Last week I visited the Museum of Monterey. We were in the area for a combination of vacation and college visits. I had received a postcard about a new photography exhibition and I was intrigued enough to make a side trip.
The reason for my visit was an exhibition of Byrant Austin's whale photography. As described below, Austin started making composite whale photographs in response to a very personal experience he had one day.
I've seen whales up close (we were sea kayaking in Alaska and a pod of whales began to bubble net feed, surfacing right next to us) and it was an experience that we still talk about as a family six years later. I felt a strong connection to the concept of Austin's mission, having felt the undeniable intelligence of these gentle giants while in Alaska. But I've never been in the water with whales -- though I have heard them singing while scuba diving -- and I really wanted to see what I was missing.
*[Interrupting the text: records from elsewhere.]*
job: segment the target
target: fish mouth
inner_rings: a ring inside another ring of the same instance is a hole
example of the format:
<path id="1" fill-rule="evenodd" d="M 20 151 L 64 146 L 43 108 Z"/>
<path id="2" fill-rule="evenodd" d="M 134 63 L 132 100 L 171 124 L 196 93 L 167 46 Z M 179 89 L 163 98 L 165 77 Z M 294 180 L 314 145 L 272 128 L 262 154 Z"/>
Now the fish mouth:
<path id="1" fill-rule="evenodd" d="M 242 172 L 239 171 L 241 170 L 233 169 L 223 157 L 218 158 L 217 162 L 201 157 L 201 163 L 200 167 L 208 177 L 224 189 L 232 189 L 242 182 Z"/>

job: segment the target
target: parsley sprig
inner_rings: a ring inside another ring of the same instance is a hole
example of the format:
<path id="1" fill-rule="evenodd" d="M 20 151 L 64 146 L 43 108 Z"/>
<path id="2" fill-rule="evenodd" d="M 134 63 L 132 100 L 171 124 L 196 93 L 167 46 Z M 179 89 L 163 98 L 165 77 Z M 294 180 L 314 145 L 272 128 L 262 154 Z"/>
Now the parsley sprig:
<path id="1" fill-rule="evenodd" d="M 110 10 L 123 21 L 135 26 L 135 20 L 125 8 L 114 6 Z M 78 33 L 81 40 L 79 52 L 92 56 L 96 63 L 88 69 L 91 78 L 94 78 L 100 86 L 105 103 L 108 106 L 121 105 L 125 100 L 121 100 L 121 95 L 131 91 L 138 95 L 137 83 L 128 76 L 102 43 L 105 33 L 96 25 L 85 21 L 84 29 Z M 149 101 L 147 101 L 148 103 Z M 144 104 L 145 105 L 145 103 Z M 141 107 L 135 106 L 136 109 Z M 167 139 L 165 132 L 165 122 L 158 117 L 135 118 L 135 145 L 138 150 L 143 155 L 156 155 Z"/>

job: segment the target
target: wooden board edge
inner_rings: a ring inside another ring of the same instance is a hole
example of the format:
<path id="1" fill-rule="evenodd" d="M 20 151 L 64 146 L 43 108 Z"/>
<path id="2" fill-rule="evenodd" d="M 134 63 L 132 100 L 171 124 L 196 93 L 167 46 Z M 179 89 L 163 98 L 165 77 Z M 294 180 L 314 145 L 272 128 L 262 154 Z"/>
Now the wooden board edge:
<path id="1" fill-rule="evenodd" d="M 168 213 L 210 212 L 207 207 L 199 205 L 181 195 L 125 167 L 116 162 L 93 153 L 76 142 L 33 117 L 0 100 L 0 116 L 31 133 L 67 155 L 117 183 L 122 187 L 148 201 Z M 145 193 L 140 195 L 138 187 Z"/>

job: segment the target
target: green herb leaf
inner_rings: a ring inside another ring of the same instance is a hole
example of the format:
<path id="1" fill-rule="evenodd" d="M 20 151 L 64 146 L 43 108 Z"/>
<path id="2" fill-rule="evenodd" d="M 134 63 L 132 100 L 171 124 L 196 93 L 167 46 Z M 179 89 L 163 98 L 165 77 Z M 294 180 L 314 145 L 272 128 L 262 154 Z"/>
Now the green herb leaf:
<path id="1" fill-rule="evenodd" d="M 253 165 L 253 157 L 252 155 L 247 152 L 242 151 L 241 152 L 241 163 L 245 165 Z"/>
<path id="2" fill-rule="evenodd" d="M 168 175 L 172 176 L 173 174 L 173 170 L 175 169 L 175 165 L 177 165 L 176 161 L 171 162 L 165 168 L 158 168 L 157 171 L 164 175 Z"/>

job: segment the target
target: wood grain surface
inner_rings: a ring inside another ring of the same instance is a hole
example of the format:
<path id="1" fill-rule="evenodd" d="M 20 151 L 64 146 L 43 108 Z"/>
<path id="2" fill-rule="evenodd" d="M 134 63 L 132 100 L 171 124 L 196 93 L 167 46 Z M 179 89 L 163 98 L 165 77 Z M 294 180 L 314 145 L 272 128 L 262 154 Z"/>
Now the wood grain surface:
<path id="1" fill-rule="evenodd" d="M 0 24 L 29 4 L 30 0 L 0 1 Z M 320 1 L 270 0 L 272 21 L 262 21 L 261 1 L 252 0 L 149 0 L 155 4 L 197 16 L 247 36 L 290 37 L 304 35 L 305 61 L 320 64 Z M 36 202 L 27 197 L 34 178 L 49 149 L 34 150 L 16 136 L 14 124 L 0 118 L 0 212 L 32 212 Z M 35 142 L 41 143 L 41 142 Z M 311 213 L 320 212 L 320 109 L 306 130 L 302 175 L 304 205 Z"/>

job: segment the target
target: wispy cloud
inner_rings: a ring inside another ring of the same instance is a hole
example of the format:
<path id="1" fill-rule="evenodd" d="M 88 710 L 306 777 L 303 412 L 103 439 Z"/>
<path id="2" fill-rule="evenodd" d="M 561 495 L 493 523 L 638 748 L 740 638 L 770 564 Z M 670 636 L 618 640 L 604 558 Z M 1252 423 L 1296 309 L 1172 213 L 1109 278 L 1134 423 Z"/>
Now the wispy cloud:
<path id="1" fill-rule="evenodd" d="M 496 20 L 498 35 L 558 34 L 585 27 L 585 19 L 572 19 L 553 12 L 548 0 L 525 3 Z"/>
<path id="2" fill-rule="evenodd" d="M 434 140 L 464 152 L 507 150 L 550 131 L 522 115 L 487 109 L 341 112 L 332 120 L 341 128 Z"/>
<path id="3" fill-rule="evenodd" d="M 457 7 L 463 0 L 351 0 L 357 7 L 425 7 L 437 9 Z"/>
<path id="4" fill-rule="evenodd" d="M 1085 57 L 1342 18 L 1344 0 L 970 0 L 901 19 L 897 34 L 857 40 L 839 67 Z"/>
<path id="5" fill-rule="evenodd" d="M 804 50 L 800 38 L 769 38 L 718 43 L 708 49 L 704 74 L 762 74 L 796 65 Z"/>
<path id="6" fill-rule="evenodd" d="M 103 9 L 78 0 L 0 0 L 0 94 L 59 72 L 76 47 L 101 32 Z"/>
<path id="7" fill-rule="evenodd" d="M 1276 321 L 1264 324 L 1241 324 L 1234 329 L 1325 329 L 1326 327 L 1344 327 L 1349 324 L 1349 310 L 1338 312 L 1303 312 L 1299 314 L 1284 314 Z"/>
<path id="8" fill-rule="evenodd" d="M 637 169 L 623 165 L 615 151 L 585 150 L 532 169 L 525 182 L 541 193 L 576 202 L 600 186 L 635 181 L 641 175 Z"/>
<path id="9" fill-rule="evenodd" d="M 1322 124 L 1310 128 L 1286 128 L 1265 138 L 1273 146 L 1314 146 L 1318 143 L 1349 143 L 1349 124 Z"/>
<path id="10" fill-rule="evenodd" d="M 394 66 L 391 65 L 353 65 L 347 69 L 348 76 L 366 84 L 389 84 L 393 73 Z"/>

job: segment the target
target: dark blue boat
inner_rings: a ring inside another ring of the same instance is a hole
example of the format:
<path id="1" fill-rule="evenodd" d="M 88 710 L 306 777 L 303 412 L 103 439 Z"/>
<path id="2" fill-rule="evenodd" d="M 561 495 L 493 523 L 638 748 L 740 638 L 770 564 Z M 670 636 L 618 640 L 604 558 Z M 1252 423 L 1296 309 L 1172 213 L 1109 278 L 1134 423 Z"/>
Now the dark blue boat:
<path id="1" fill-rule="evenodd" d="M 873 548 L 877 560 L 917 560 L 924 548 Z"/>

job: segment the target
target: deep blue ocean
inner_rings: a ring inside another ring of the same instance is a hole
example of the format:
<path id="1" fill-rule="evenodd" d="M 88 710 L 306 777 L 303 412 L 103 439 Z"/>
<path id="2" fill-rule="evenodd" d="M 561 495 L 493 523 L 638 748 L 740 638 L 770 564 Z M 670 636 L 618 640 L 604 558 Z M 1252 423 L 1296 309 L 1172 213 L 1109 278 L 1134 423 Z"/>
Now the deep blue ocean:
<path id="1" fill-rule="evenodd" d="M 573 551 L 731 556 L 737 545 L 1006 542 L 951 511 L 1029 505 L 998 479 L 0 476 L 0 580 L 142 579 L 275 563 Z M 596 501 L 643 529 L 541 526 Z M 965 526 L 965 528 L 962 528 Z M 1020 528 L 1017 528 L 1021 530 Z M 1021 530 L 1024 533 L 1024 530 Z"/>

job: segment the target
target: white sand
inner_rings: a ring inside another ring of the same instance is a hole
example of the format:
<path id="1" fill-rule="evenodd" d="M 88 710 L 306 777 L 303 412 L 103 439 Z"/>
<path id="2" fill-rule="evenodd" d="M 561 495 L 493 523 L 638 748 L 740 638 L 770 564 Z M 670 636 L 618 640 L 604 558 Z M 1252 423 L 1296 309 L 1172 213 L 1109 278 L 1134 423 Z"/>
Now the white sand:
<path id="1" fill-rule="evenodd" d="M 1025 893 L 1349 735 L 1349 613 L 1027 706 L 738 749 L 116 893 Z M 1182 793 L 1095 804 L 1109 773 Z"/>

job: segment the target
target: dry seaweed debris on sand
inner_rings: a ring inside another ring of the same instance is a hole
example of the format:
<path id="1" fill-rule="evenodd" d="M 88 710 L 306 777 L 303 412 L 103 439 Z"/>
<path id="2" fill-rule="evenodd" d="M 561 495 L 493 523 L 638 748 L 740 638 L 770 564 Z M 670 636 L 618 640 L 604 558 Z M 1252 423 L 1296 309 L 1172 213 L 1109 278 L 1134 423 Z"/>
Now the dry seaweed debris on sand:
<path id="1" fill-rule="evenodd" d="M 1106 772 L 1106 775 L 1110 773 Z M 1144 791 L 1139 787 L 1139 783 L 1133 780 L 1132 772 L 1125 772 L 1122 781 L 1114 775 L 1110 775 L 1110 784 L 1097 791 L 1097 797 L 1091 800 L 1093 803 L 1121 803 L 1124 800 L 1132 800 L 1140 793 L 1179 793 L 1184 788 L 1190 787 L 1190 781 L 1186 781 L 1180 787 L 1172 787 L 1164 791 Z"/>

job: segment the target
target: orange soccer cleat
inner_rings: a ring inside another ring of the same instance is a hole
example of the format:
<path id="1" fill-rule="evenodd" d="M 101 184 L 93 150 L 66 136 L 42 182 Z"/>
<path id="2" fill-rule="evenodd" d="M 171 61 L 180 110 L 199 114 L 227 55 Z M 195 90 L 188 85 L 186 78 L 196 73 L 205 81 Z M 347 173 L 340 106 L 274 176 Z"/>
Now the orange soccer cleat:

The photographs are incredible.
There were close-up images that really evoked a sense of personality and inquistiveness. Shown left to right here: Humpback Whale Calf 1341 (43 x 75 inches), Minke Whale Composite Portrait 1294 (4 feet x 5 feet), and Minke Whale Portrait 1186 (4 feet x 6 feet). There were black and white portraits, too, such as the full-length sperm whale portrait: Sperm Whale Composite One (5 feet x 20 feet)
I was so glad the museum had space to sit and contemplate the portraits and Austin's mission to educate the public about the majesty and value of these marvelous creatures. My apologies to him for the glare in my pictures that diminish his work; please go to his website to really see his photography.